A verdade é que o próprio Presidente reconheceu que Angola tem uma grande extensão territorial e os problemas das pessoas, das famílias, das comunidades e empresas não podem ficar à espera de decisões que são tomadas na capital (ou nas capitais provinciais), muitas vezes descurando as especificidades de cada região. Ademais, impõe-se um olhar e uma atenção locais sobre os problemas que mais directamente afligem as pessoas nas suas circunscrições.
Por conseguinte, a realização das eleições e a implementação das autarquias locais, para além de ser um imperativo constitucional, podem, efectivamente, contribuir para aumentar os níveis de participação política e melhorar a qualidade das decisões relativas à despesa pública, tornando-a mais eficiente nos resultados.
É óbvio, permitam-me a expressão que se tornou um lugar-comum entre nós, que as autarquias não são a panaceia para todos os nossos problemas. Mas são, sim, um caminho importante para irmos resolvendo alguns destes, para além do avanço em termos de democraticidade do Estado, elevando o nível de participação cívica dos cidadãos, inclusão e formas de partilha do poder. Acredito mesmo que as autarquias irão ajudar a descentralizar a culpa e a responsabilizar mais os gestores (das autarquias).

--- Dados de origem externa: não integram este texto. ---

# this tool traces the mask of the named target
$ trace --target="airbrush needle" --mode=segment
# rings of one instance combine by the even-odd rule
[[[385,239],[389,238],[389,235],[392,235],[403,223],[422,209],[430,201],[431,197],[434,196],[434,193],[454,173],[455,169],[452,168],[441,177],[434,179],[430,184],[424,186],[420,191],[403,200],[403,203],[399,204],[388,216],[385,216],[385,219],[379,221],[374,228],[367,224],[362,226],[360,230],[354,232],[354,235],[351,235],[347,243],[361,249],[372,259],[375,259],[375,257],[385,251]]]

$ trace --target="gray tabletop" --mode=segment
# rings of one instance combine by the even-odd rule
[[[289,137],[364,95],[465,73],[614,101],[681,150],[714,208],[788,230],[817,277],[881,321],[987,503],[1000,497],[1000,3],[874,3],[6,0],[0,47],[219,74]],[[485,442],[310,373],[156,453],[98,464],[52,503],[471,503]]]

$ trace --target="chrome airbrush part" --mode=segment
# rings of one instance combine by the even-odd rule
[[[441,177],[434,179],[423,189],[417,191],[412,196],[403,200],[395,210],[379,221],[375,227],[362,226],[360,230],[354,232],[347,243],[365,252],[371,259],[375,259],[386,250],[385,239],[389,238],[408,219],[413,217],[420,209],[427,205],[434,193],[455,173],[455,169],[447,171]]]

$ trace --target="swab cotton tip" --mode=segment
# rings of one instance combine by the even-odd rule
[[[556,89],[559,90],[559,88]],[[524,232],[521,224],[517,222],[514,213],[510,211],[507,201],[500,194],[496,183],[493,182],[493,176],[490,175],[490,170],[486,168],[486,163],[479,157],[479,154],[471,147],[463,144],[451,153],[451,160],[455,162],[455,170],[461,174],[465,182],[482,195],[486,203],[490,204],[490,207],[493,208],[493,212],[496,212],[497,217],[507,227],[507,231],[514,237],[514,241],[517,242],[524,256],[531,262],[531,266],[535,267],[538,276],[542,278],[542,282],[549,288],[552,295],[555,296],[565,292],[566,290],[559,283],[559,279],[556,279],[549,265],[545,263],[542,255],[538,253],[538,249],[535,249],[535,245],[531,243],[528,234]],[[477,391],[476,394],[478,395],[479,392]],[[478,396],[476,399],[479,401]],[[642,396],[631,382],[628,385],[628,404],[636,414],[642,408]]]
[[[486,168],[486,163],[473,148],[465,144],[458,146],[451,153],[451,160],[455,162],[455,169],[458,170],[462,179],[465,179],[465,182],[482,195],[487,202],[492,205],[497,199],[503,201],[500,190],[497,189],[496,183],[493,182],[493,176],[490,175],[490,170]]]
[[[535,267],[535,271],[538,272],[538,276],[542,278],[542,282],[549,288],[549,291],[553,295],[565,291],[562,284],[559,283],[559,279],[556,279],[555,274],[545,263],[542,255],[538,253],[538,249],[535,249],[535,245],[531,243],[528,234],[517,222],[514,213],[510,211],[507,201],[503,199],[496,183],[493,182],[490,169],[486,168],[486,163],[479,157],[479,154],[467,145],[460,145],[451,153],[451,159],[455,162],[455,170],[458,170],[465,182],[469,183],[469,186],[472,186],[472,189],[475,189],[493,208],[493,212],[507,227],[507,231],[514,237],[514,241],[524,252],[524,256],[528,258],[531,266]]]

Doutro prisma, a realização das eleições autárquicas abrirá também o espaço para movimentos de cidadãos e personalidades independentes que, no quadro actual, não têm qualquer possibilidade de intervenção para apresentar as suas ideias e propostas. Mesmo nos grandes partidos, a disputa, a que hoje se assiste, para ocupar os lugares cimeiros nas listas para deputados no Parlamento, poderá ser suavizada com a possibilidade de concorrer para vereadores, presidentes das câmaras e deputados municipais.
Por isso, eu sou daqueles que defendem que deveríamos aproveitar o momento da realização das eleições gerais (legislativas e presidenciais) para também realizarmos as primeiras eleições autárquicas em Angola. Todavia, entendo que se deve abraçar o princípio do gradualismo, uma vez que muitas das (futuras) autarquias não dispõem de condições imediatas para se avançar já, ficando o compromisso e o roadmap claro para que as demais tenham eleições dentro de dois anos. Ora, ganhamos do ponto de vista da racionalidade económica e financeira, tal qual em termos políticos, libertando do gargalo um assunto que se vai tornando incomodo. É claro que é necessário um olhar rigoroso e pragmático para percebermos o esforço legislativo e organizativo que deve ser empreendido nestes meses derradeiros, ficando alinhados num objectivo nacional e desviando-nos de questiúnculas como as que vemos surgir nos últimos dias.
Para já, em termos de condições para a sua realização, há representações da CNE em todos os municípios, pelo que o escrutínio local pode ser feito. Basta que a última lei em falta do pacote autárquico seja aprovada pela Assembleia Nacional.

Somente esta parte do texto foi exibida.